BITKOM begrüßt Strategie für Digitale Bildung
Große Koalition will Kompetenzen im Umgang mit digitalen Medien sowie IT-Kenntnisse stärken / Chance für Durchbruch in der Bildungspolitik
Der Antrag der Koalitionsparteien greift zahlreiche Vorschläge auf, die der BITKOM vor einem Jahr formuliert hat. Unter anderem sollen die fächerübergreifende Vermittlung von Medienkompetenz gestärkt, der Informatikunterricht ab der Grundschule gefördert sowie leistungsfähige Infrastrukturen für das digitale Lernen an Schulen ausgebaut werden.
Wichtig ist aus Sicht des BITKOM, dass die Lehrkräfte optimal auf die didaktischen Neuerungen, die mit einer Stärkung digitaler Bildung einhergehen, vorbereitet werden. Zudem muss klar sein, dass bei der Vermittlung von IT- und Medienbildung jeweils unterschiedliche Ansätze sinnvoll sind. Der BITKOM befürwortet die fächerübergreifende Vermittlung von Medienkompetenz, wie sie bereits in zahlreichen Ländern praktiziert wird. Für die Vermittlung von IT-Kompetenzen sind indes Fachlehrkräfte und ein eigenes Stundenkontingent erforderlich. "Voraussetzung für eine konsequente digitale Bildungspolitik ist zudem, dass die Schulen ausreichend mit zeitgemäßen Endgeräten wie Tablets ausgestattet werden", so Rohleder.
Der BITKOM setzt sich zudem für den Aufbau Intelligenter Bildungsnetze ein. Innerhalb dieser Netze könnten zum Beispiel die gemeinsame Nutzung von Lernressourcen sowie Fragen von Datenschutz und Datensicherheit effektiver angegangen werden als in einem fragmentierten System nach heutigem Muster.
Da die Bundesländer in Bildungsfragen eigenständig sind, muss der Bund einen Weg finden, um die flächendeckende Umsetzung der Strategie zu gewährleisten. Hierzu schlägt die Große Koalition einen Länderstaatsvertrag vor, der die Zustimmung der 16 Landesparlamente erfordert. "Ein solcher Staatsvertrag könnte die Grundlage für eine effektive Steuerung der bundesweiten Umsetzung sein", sagte Rohleder. Der BITKOM werde den Prozess auf Bundes- und Länderebene unterstützen.
BITKOM vertritt mehr als 2.200 Unternehmen der digitalen Wirtschaft, davon gut 1.400 Direktmitglieder.
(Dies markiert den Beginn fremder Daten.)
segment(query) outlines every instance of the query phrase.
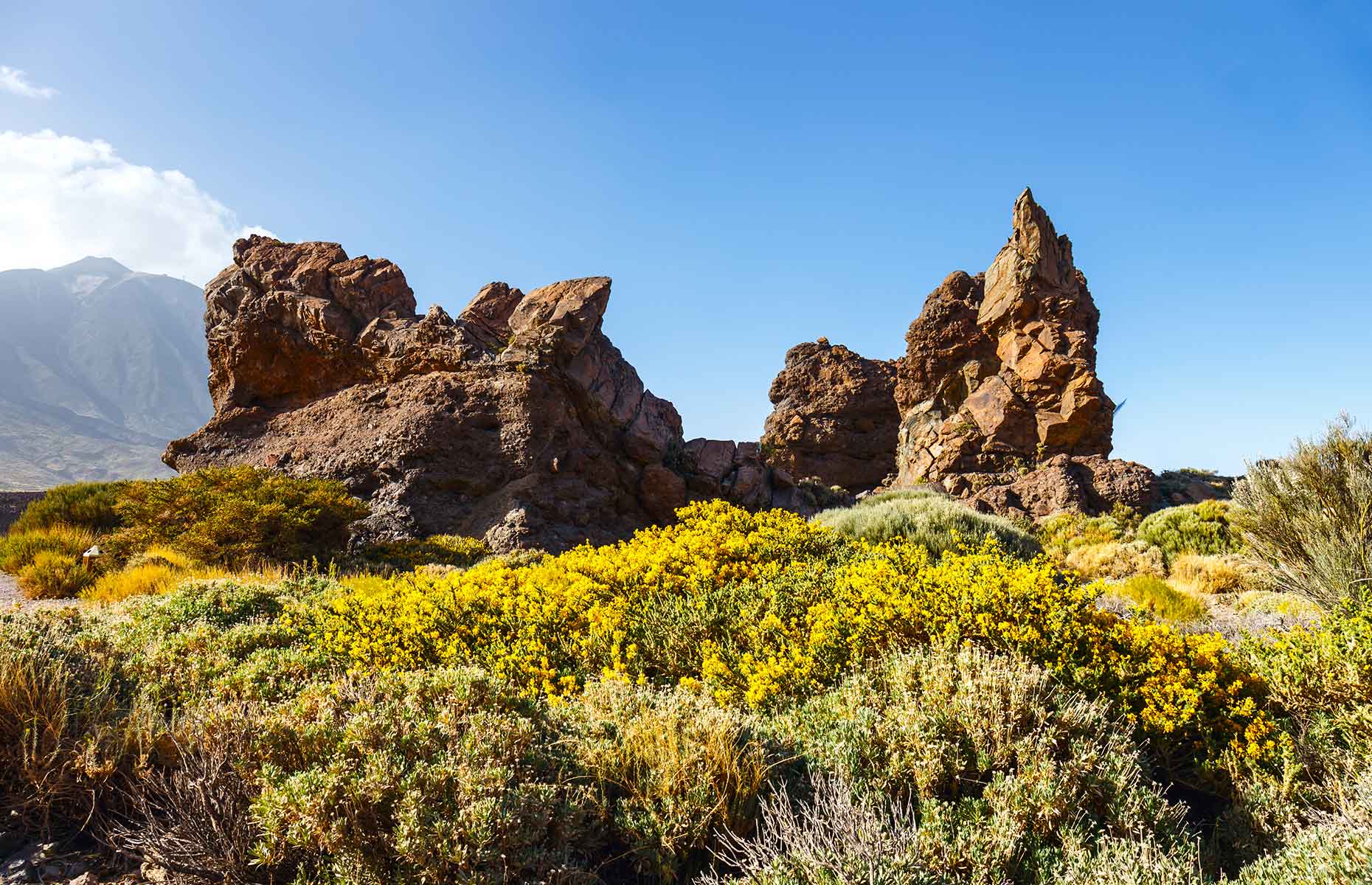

Sie erzielen mit 700.000 Beschäftigten jährlich Inlandsumsätze von 140 Milliarden Euro und stehen für Exporte von weiteren 50 Milliarden Euro. Zu den Mitgliedern zählen 1.000 Mittelständler, über 250 Start-ups und nahezu alle Global Player. Sie bieten Software, IT-Services, Telekommunikations- oder Internetdienste an, stellen Hardware oder Consumer Electronics her, sind im Bereich der digitalen Medien oder der Netzwirtschaft tätig oder in anderer Weise Teil der digitalen Wirtschaft. 76 Prozent der Unternehmen haben ihren Hauptsitz in Deutschland, 10 Prozent kommen aus Europa, 9 Prozent aus den USA und 5 Prozent aus anderen Regionen. BITKOM setzt sich insbesondere für eine innovative Wirtschaftspolitik, eine Modernisierung des Bildungssystems und eine zukunftsorientierte Netzpolitik ein.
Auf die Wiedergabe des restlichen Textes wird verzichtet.